But you can put your eyes back in your head. They say it’s all over now for surging prices. That’s because the Federal Reserve is throwing cold water on the hot housing market. It has signaled steady increases for much of this year in its fed funds rate, which, in turn, is making borrowing more expensive for homebuyers. 

For instance, last spring that $550,000 Collin County home would have cost $1,846 per month if purchased with the prevailing rate of 2.96 percent on a 30-year fixed interest loan with 20 percent down. With the same terms today, and with rates at something like 5.275 percent, those monthly payments would be $2,464. That’s $222,480 more over the lifetime of the loan. 

That’s a lot. Too much, they say. It’ll drive people out of the market. It’ll chill prices. It’ll end the boom all over the country.

Except it won’t. Or, at least, it won’t here. “The expectations have been that two hammers will fall,” says Jim Gaines, a research economist at the Texas A&M Real Estate Research Center. “You’d have the hammer of higher interest rates and the other hammer of a lack of available housing for sale. Those would both hit and slow down the rate of sales and the pace of sales increases in Dallas-Fort Worth. But so far, that hasn’t happened.”

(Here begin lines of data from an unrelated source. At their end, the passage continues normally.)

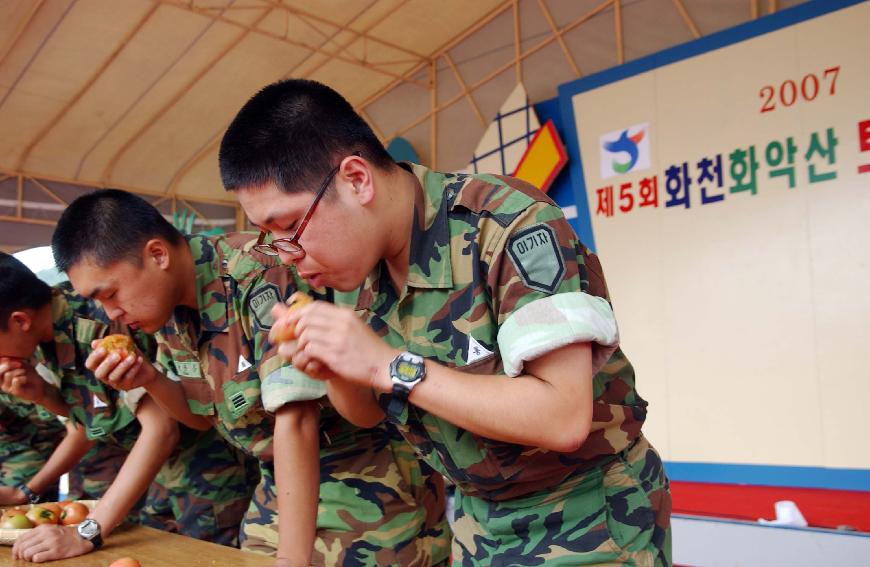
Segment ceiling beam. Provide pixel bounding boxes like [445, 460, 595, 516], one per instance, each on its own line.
[158, 0, 432, 87]
[0, 0, 45, 70]
[393, 0, 614, 137]
[429, 59, 438, 169]
[0, 169, 239, 207]
[512, 0, 523, 83]
[166, 0, 396, 195]
[15, 4, 160, 169]
[673, 0, 701, 39]
[100, 7, 272, 183]
[359, 0, 513, 112]
[613, 0, 625, 65]
[538, 0, 582, 77]
[444, 53, 486, 127]
[267, 0, 427, 60]
[0, 0, 77, 113]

Indeed, it hasn’t. That’s why local real estate agents are saying something different than what “they” have been saying. Agents I spoke to (both on and off the record) told me that, sure, increasing mortgage rates might change how some buyers approach the market and might even lead a small number of potential buyers to drop out altogether. But the agents still see no end in sight to sales appreciation in the Dallas area. There are two main reasons for that, both of which are simple economic concepts with a lot of complexity behind them when it comes to home prices. They are supply and demand. 

Demand: It might slow, but it won’t stop as long as the people keep coming. 

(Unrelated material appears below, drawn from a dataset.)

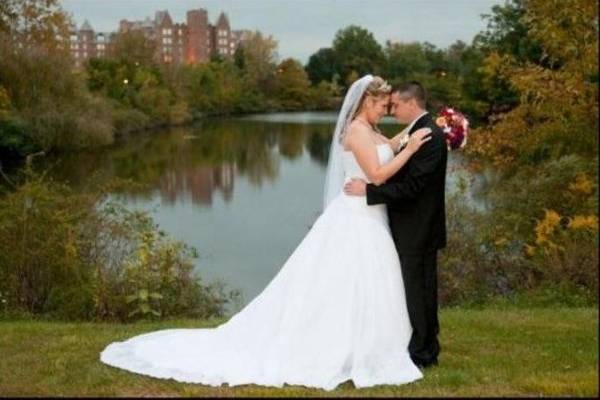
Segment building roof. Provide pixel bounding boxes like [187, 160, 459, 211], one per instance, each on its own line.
[79, 19, 94, 31]
[154, 10, 173, 25]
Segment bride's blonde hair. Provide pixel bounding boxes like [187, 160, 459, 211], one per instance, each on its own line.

Wall Street has been buzzing about a possible recession that could run headlong into the highest inflation rate in 40 years and cause a worst-case scenario of stagnant growth and high prices, aka stagflation. That kind of environment does threaten housing markets, including the local market. But stagflation might never arrive. And for now, there’s nothing stagnant about local economic growth. 

Employment is still growing robustly here. More than 275,000 jobs were added to the local economy from February 2021 to February 2022, a gain of 7.4 percent—well above the national 4.9 percent increase in employment. As has been the case during the entire decade-long run of the current housing boom, many of the new jobs being created are being filled by people moving to the area from out of state. It seems many employers plan to feed that trend. 

Take Goldman Sachs, for instance. After a hiring and relocation spree that brought 2,000 workers to the Dallas area beginning in 2021, that company now employs almost 4,000 people here. Dallas is now its biggest workplace outside of Manhattan, and the City Council recently approved tax breaks on a new tower in Victory Park that will grow its total employees here to 5,000.

Harrison Polsky, principal of The Polsky Messer Team at Douglas Elliman Real Estate in Dallas, recently took one of Goldman’s relocating New Yorkers around to various high-end homes here. They looked in Preston Hollow and in Highland Park and in other tony parts of town. “Every house we went to already had two to three offers on it,” Polsky says. 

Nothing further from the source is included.